[Pythonmac-SIG] Re: the iBook's irresistible charms
Alex Martelli
aleaxit at yahoo.com
Wed Jan 7 06:16:13 EST 2004
On Wednesday 07 January 2004 12:19 am, Konrad Hinsen wrote:
...
> > than walking over to my study...!-) [[now what I _really_ need is a
> > good port of OO.o 1.1, with PyUNO scripting and all... 1.0.3 just
> > doesn't cut it, and I sure ain't gonna splurge on MS Office X...]]
>
> I am waiting for that as well...
There's a 1.1 RC3 -- working on the X side only, but still... -- that I've
found, downloaded, and am gonna try out as soon as I get some free time --
I'm gonna let you know once I've tried it.
> > until a few days ago my sights for "a future 64-bit-CPU machine" were
> > firmly fixed on AMD-64 boxes, right now a Powermac G5 _is_ starting to
> > look very alluring (even though _its_ price/performance ratio vs cheap
> > AMD-64 boxes isn't really all that good...)!
>
> I still prefer AMD boxes for number crunching, but those noisy beasts
> needn't be on my desktop.
Right, unless you need unbelievably fast bandwidth from the number crunching
to the video output, I guess; that's when the Powermac G5 quiet operation
would be a real winner, I suspect. Not really my application area, though;
the heavy computations are "batch-like", I don't really need truly advanced
interactive / video visualization, I believe.
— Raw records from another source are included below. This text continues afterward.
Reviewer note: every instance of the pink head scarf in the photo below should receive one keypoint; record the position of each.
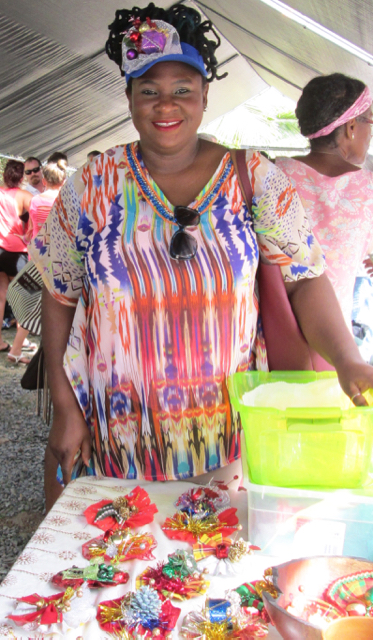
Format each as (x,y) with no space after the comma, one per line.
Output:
(360,105)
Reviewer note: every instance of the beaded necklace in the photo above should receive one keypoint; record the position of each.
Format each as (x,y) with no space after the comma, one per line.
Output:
(154,199)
> There is a nice tool that I found for use with Python on the Mac (to
> get back on topic...), although it isn't really advertised as such. It
> is called VoodooPad (at www.flyingmeat.com). It is best described as a
> Wiki for local use, but it has some nice extras, one of which being the
> possibility to execute a page as a script, also in Python.
>
> This won't replace an IDE (no way to write modules for example), but I
> find it great for throw-away scripts that I do want to keep for
> reference ("What did I do three months ago?"). Keeping the scripts in a
> Wiki-like environment makes it possible to put them together with
> explanations, other scripts, output, graphics, etc., which I find a lot
> more attractive that dozens of files with names such as "run2.py" that
> can easily get lost.
Neat advice, thanks! And yes, it does sound like a really useful tool.